That would make 188 about right and 177 would be about 94% on a 10


----------



## a_n_t (18 Jul 2010)

jimboalee said:


> eh? What you aim for on a 25 ( or any other TT for that matter ) is to be at certain points on the course within certain times so you know you will be on the podium.
> 
> Your heartrate will be what it will be. It doesn't matter a jot.




podium on an open 25? well i can dream.

my point was that its not hard to average over 90% MHR for an hour for me,


----------



## Hont (19 Jul 2010)

a_n_t said:


> my point was that its not hard to average over 90% MHR for an hour for me,


The OP mentioned 96% and that he was _enjoying_ it. No-one really "enjoys" a time-trial (masochists aside), until you cross the line, realise you've done a good time and then get selective memory about how you actually felt on the bike ;-). I agree that it is not hard to get your HR up and keep it there, but it's not "fun". Grimly satifying but not fun.


----------



## jimboalee (20 Jul 2010)

If I used the "220 minus age = MHR" equation, 90% of that is 153 BPM.

I'd be up around here for probably half of a 10 hour 200km Audax BR.

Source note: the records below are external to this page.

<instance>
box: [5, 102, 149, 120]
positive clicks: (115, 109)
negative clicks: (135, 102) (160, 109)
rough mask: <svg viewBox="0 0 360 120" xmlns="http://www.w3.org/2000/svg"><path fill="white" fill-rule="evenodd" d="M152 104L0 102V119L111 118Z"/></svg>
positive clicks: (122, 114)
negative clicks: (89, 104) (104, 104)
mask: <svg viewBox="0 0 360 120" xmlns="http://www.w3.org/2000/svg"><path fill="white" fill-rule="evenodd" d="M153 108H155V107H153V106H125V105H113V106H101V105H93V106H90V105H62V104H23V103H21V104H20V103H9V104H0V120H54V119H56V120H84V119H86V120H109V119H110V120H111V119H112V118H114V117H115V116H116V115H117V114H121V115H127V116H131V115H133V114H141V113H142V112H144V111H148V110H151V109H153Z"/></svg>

But as I've implied many times, I only use a HRM in the gym, and at 260 Watts ( 20 mph on my Dawes Giro 500 with full mudguards ), I'm at 150 - 155 BPM.


----------



## jimboalee (22 Jul 2010)

*Distribution of Power Output During Cycling*


letriathlon.files.wordpress.com/2008/04/cycling-pace-review.pdf

Read through this and pay attention to where they talk about Max Heart Rate.


----------



## a_n_t (11 Sep 2010)

http://connect.garmin.com/activity/48182083

Last 10 of the season. 92% average MHR for just under 23 mins. Most enjoyable!


----------



## Garz (11 Sep 2010)

Well done ant!


----------



## a_n_t (11 Sep 2010)

Garz said:


> Well done ant!




cheers! I can head into the winter slog quite happy with this season.


----------



## KRUSSELL (14 Sep 2010)

The problem is the heart monitor




if you were ok before you bought it throw it in the bin.
What did we do before ?


----------



## PK99 (14 Sep 2010)

jimboalee said:


> 220 minus my age = 170.
> 
> I can keep 165 - 168 for half an hour with little problem.
> 
> ...





my max by the formula is 165.


a few weeks ago i averaged 159 on a 3 hour ride feeling very comfortable and only stopped at that point to enjoy the view.




220 - age is useless as a training tool


----------